In April 2020, Holdings, AAM, Inc., and certain subsidiaries of Holdings entered into the Second Amendment (Second Amendment) to the Credit Agreement (as amended, the Second Amended Credit Agreement). For the period from April 1, 2020 through March 31, 2022 (the Amendment Period), the Second Amendment, among other things, replaced the total net leverage ratio covenant with a new senior secured net leverage ratio covenant, reduced the minimum levels of the cash interest expense coverage ratio covenant, and modified certain covenants restricting the ability of Holdings, AAM and certain subsidiaries of Holdings to create, incur, assume or permit to exist certain additional indebtedness and liens and to make certain restricted payments, voluntary payments and distributions. The Second Amendment also increased the maximum levels of the total net leverage ratio covenant after the Amendment Period, modified the applicable margin with respect to interest rates under the Term Loan A Facility due 2024 and interest rates and commitment fees under the Revolving Credit Facility, and increased the minimum adjusted London Interbank Offered Rate for Eurodollar-based loans under the Term Loan A Facility due 2024 and Revolving Credit Facility. The applicable margin for the Term Loan B Facility remains unchanged.

Foreign credit facilities We utilize local currency credit facilities to finance the operations of certain foreign subsidiaries. At March 31, 2020, $102.7 million was outstanding under our foreign credit facilities, as compared to $106.0 million at December 31, 2019. At March 31, 2020, an additional $86.0 million was available under our foreign credit facilities.

Weighted-Average Interest Rate The weighted-average interest rate of our long-term debt outstanding was 5.5% at March 31, 2020 and 5.8% at December 31, 2019.  

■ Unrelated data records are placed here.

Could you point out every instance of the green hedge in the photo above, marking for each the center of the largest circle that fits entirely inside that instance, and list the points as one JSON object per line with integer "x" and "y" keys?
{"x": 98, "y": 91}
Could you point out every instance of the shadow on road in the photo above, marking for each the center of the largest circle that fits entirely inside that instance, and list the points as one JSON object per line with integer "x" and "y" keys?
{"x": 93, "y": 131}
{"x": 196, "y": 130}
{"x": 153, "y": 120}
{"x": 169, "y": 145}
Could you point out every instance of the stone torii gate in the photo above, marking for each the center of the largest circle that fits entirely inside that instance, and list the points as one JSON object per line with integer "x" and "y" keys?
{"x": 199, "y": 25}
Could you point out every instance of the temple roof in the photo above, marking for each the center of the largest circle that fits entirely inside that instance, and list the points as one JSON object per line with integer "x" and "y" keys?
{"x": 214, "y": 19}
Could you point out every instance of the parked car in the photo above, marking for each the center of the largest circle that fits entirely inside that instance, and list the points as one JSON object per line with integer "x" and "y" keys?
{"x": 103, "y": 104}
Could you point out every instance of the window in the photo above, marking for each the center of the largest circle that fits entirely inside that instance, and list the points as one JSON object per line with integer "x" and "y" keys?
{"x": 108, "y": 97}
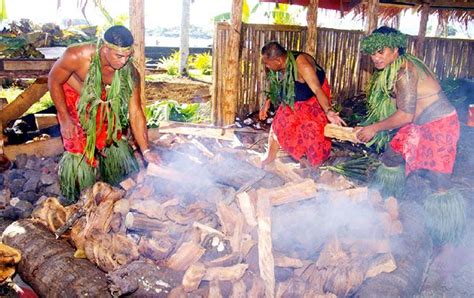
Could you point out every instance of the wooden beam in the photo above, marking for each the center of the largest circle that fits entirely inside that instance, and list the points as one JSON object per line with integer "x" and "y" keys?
{"x": 372, "y": 16}
{"x": 137, "y": 26}
{"x": 232, "y": 72}
{"x": 425, "y": 12}
{"x": 312, "y": 21}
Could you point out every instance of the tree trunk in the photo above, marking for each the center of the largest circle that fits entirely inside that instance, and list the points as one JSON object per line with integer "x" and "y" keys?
{"x": 312, "y": 20}
{"x": 137, "y": 25}
{"x": 24, "y": 101}
{"x": 48, "y": 264}
{"x": 184, "y": 38}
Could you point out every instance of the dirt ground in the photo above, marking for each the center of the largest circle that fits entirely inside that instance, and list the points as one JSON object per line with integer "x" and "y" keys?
{"x": 182, "y": 90}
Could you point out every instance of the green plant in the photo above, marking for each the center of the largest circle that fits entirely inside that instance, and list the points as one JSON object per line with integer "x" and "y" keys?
{"x": 202, "y": 62}
{"x": 170, "y": 63}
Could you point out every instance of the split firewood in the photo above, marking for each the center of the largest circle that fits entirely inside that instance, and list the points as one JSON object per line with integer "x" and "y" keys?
{"x": 286, "y": 171}
{"x": 284, "y": 261}
{"x": 45, "y": 259}
{"x": 391, "y": 205}
{"x": 265, "y": 254}
{"x": 128, "y": 184}
{"x": 193, "y": 276}
{"x": 290, "y": 192}
{"x": 156, "y": 249}
{"x": 246, "y": 206}
{"x": 232, "y": 273}
{"x": 143, "y": 224}
{"x": 381, "y": 263}
{"x": 239, "y": 289}
{"x": 225, "y": 261}
{"x": 186, "y": 255}
{"x": 341, "y": 133}
{"x": 164, "y": 172}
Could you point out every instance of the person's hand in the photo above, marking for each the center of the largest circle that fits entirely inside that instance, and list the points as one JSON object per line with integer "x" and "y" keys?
{"x": 366, "y": 133}
{"x": 151, "y": 156}
{"x": 334, "y": 118}
{"x": 262, "y": 114}
{"x": 68, "y": 128}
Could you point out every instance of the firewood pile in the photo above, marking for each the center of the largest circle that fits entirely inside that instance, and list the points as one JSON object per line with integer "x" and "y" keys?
{"x": 208, "y": 222}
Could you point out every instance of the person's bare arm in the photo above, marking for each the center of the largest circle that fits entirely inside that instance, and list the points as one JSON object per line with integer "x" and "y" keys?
{"x": 406, "y": 94}
{"x": 309, "y": 75}
{"x": 138, "y": 122}
{"x": 59, "y": 74}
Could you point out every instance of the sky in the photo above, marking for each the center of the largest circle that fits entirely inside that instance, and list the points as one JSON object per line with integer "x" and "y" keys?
{"x": 166, "y": 13}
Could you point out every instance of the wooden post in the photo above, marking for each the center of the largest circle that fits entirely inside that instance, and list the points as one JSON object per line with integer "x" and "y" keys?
{"x": 312, "y": 20}
{"x": 425, "y": 12}
{"x": 232, "y": 72}
{"x": 372, "y": 16}
{"x": 24, "y": 101}
{"x": 137, "y": 26}
{"x": 184, "y": 38}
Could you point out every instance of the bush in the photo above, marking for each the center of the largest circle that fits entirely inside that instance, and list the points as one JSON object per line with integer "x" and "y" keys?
{"x": 202, "y": 62}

Redemption of 6.625% Notes due 2022 In the first quarter of 2020, we voluntarily redeemed a portion of our 6.625% Notes due 2022. This resulted in a principal payment of $100 million and $2.0 million in accrued interest. We also expensed approximately $0.4 million for the write-off of the unamortized debt issuance costs that we had been amortizing over the expected life of the borrowing, and approximately $1.1 million for an early redemption premium.